Well, it wasn’t actually today, but it was recently… So I get home from work and settle into my after work routine of taking over the kids and as we start playing with toys, getting a snack, and what not, my wife lays this question on me that left me completely taken aback.
She asked me if she could take a shower. I was shocked and dumbfounded, but most of all I was ashamed. Ashamed that the basic psychological needs that every human being requires, including my wife were being asked of me like she’s some orphan in a Charles Dickens story. I was embarrassed that my wife actually felt that she had to ask me if she could take a shower instead of just saying “Hey I’m gonna get in the shower”. I have never told her that she has to ask to take a shower. So I was just completely shocked at the situation. Once I gained my composure I said to her with the sincerest of eyes and the calmest of voice…
“You never have to ask me if you can take a shower, just tell me you are going to get cleaned up.
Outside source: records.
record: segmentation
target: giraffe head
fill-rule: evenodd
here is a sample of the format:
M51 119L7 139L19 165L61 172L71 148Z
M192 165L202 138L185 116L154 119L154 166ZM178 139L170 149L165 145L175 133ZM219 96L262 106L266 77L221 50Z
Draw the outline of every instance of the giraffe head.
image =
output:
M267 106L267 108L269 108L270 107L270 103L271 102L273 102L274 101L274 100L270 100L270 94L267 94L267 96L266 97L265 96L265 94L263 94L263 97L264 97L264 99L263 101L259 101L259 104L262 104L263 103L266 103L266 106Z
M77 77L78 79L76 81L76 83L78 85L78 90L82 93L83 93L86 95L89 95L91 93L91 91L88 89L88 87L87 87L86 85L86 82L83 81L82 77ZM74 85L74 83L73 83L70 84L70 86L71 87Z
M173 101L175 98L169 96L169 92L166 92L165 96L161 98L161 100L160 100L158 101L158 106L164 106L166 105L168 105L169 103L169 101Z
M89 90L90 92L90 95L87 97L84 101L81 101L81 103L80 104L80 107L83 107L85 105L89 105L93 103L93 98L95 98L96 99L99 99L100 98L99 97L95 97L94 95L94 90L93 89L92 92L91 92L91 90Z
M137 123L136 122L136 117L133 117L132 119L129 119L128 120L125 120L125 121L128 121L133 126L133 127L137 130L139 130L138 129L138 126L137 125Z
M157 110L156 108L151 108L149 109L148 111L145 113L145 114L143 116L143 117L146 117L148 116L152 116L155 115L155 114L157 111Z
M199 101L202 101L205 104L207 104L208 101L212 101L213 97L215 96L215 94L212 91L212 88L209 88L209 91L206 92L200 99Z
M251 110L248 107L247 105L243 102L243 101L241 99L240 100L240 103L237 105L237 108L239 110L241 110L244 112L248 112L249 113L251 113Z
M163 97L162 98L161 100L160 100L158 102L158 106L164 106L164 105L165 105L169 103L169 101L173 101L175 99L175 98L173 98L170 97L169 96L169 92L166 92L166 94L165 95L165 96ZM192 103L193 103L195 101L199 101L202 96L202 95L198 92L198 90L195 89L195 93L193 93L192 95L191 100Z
There is absolutely no reason for you to have to ask permission. It is your right to be able to have this personal time. So, no matter what I am doing, just tell me and I will drop everything and take over the kids.”
“You never have to ask me if you can take a shower…”
And I meant it. I did not realize that my wife was so worried about interrupting what I am doing just so she can get cleaned up. Any husband that requires their wife to ask to watch the kids so she can get cleaned up is a bum in my opinion. I love my wife so much and I know how hard it can be watching the kids each and everyday. I understand that when she is at home by herself with the kids that she doesn’t always have the time to get in the shower. She relies on me to take over when I get home so she can do what she needs to do. I have no problem with doing my job as a parent so she can refresh.
Just like going to the bathroom, or eating a meal, a shower is a basic necessity and in my opinion should not require any sort permission. Sure, let me know what you plan on doing but never is it OK to have to ask for permission just to take a shower. We’re not running a boot camp over here and I would like to keep it that way.